Recebimento de denúncia: existência de indícios mínimos de autoria e materialidade do delito

Recebimento de denúncia: existência de indícios mínimos de autoria e materialidade do delito

O Plenário, por maioria, recebeu parcialmente denúncia oferecida em face de senador por suposta prática de crime de peculato, previsto no art. 312 do Código Penal (CP).

De acordo com a acusação, o senador, no período de janeiro a julho de 2005, teria desviado recursos públicos da chamada verba indenizatória (destinada a despesas relacionadas ao exercício do mandato parlamentar), para pagar pensão alimentícia à filha. A denúncia ainda imputava ao senador a suposta prática dos crimes de falsidade ideológica e de uso de documento falso, previstos nos arts. 299 e 304 do CP, respectivamente. Conforme narrado na peça acusatória, ele teria inserido e feito inserir, em documentos públicos e particulares, informações diversas das que deveriam ser escritas, com o propósito de alterar a verdade sobre fato juridicamente relevante (sua capacidade financeira para custear despesas da referida pensão). Esses documentos teriam sido utilizados pelo senador para subsidiar sua defesa nos autos de uma Representação do Conselho de Ética e Decoro Parlamentar do Senado Federal.

Ainda segundo a denúncia, o parlamentar, ao prestar contas dos valores recebidos a título de verba indenizatória, apresentou notas fiscais emitidas em seu nome por empresa locadora de veículos. Entretanto, os valores referentes à contraprestação real da locação de veículos não foram encontrados na análise de extratos bancários.
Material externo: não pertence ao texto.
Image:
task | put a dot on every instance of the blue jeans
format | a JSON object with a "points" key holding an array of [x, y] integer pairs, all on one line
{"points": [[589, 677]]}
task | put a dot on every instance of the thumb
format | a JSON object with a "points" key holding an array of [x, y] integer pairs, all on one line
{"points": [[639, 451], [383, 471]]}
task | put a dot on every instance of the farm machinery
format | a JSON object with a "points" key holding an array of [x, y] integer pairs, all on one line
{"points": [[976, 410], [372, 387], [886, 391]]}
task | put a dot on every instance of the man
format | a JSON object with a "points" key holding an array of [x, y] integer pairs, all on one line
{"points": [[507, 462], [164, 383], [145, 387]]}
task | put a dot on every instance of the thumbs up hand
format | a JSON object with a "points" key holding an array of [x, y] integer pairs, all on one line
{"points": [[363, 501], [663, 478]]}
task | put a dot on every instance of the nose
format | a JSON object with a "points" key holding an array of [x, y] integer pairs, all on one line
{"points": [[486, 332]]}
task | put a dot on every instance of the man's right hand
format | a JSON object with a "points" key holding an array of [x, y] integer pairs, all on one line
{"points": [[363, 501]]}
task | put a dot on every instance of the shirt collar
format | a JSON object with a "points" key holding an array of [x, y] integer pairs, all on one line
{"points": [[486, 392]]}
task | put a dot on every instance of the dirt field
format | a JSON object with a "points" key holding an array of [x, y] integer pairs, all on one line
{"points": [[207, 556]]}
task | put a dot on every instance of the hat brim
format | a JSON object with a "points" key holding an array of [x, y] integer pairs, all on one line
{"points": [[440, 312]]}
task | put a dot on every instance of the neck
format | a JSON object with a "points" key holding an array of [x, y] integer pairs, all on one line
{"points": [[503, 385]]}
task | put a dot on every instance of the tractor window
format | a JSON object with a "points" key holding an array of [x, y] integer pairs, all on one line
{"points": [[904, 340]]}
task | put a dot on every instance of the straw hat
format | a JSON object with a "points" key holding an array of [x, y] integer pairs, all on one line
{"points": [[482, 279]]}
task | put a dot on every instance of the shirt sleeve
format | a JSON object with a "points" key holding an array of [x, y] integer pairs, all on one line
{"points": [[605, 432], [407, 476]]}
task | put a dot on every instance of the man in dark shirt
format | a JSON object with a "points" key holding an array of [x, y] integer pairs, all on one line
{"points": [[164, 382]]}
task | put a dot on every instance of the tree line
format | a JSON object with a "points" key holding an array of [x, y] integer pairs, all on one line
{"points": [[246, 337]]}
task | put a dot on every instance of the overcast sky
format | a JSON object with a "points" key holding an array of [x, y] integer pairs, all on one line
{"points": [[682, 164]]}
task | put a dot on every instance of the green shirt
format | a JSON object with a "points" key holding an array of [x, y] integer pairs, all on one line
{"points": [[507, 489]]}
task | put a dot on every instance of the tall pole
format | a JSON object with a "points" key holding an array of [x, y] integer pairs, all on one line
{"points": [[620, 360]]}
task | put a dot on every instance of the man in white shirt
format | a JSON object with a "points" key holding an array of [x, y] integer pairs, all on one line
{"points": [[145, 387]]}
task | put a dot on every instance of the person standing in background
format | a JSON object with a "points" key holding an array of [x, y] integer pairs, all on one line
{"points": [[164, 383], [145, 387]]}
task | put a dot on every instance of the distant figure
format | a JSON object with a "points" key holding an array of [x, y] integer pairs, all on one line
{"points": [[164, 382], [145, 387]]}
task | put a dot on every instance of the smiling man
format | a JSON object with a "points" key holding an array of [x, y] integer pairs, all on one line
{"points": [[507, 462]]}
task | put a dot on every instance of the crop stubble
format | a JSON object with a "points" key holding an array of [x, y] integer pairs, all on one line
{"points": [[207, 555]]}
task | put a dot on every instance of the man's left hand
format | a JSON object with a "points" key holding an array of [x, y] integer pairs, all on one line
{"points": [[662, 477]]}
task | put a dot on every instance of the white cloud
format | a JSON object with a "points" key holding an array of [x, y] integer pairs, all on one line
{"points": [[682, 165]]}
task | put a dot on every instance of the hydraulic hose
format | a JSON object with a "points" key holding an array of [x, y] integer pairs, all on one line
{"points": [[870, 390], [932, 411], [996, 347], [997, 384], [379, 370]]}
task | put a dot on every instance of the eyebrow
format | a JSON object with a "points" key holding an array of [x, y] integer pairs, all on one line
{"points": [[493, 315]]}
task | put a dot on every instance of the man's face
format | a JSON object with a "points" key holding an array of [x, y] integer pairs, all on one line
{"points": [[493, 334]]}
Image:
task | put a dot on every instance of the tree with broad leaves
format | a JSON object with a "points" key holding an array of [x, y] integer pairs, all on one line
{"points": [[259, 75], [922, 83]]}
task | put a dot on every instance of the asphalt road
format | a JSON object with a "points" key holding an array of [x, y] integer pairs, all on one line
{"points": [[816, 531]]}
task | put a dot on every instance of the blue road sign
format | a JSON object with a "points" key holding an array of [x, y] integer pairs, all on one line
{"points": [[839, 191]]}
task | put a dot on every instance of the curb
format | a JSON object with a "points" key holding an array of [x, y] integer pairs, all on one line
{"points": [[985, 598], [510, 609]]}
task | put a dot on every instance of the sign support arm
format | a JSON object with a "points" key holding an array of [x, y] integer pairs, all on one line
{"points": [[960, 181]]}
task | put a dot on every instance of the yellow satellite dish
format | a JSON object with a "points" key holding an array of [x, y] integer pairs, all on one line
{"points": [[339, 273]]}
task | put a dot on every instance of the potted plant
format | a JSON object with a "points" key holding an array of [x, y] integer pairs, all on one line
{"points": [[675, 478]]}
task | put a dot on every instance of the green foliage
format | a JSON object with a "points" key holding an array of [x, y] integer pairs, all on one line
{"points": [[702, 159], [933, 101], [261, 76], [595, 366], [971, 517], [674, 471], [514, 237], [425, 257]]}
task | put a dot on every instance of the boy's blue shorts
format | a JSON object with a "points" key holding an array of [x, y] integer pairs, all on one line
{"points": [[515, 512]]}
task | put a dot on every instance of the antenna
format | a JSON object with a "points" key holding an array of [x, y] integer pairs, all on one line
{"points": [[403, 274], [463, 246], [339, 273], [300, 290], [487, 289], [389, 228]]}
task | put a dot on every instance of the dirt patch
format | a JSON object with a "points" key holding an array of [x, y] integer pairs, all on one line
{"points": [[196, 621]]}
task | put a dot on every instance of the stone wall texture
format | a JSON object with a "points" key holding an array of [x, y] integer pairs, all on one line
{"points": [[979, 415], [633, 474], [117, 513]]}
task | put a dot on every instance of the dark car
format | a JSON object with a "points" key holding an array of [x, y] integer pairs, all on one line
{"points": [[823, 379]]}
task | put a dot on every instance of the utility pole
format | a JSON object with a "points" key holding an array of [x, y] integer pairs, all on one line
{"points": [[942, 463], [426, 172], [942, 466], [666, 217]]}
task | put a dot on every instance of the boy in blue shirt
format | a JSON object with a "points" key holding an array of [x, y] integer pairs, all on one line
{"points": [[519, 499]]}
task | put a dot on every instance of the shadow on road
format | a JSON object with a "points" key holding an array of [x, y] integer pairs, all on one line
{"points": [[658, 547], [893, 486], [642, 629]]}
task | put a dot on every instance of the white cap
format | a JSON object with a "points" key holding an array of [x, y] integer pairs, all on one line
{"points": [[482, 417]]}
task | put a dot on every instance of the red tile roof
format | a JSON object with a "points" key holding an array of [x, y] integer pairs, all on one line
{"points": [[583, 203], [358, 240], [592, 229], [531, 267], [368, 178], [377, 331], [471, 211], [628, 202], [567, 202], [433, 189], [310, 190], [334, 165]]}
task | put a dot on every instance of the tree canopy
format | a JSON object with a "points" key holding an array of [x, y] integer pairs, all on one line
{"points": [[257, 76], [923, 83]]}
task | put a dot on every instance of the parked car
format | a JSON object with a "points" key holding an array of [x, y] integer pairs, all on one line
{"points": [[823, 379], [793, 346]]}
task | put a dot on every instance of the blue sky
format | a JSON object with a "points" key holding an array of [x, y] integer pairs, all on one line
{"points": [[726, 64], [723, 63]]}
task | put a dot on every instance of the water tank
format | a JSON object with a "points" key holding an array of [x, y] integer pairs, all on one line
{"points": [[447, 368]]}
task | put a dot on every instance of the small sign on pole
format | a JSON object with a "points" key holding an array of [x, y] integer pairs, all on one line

Além disso, havia incongruência nos dados constantes em notas fiscais de produtor rural, Guias de Trânsito Animal (GTAs), declarações de vacinações contra febre aftosa e declaração de Imposto de Renda de Pessoa Física (IRPF), relativos ao número de animais vendidos e os efetivamente transportados.

A defesa, por sua vez, alegava capacidade financeira do acusado, tendo em conta os seus subsídios como senador e os ganhos percebidos como pecuarista.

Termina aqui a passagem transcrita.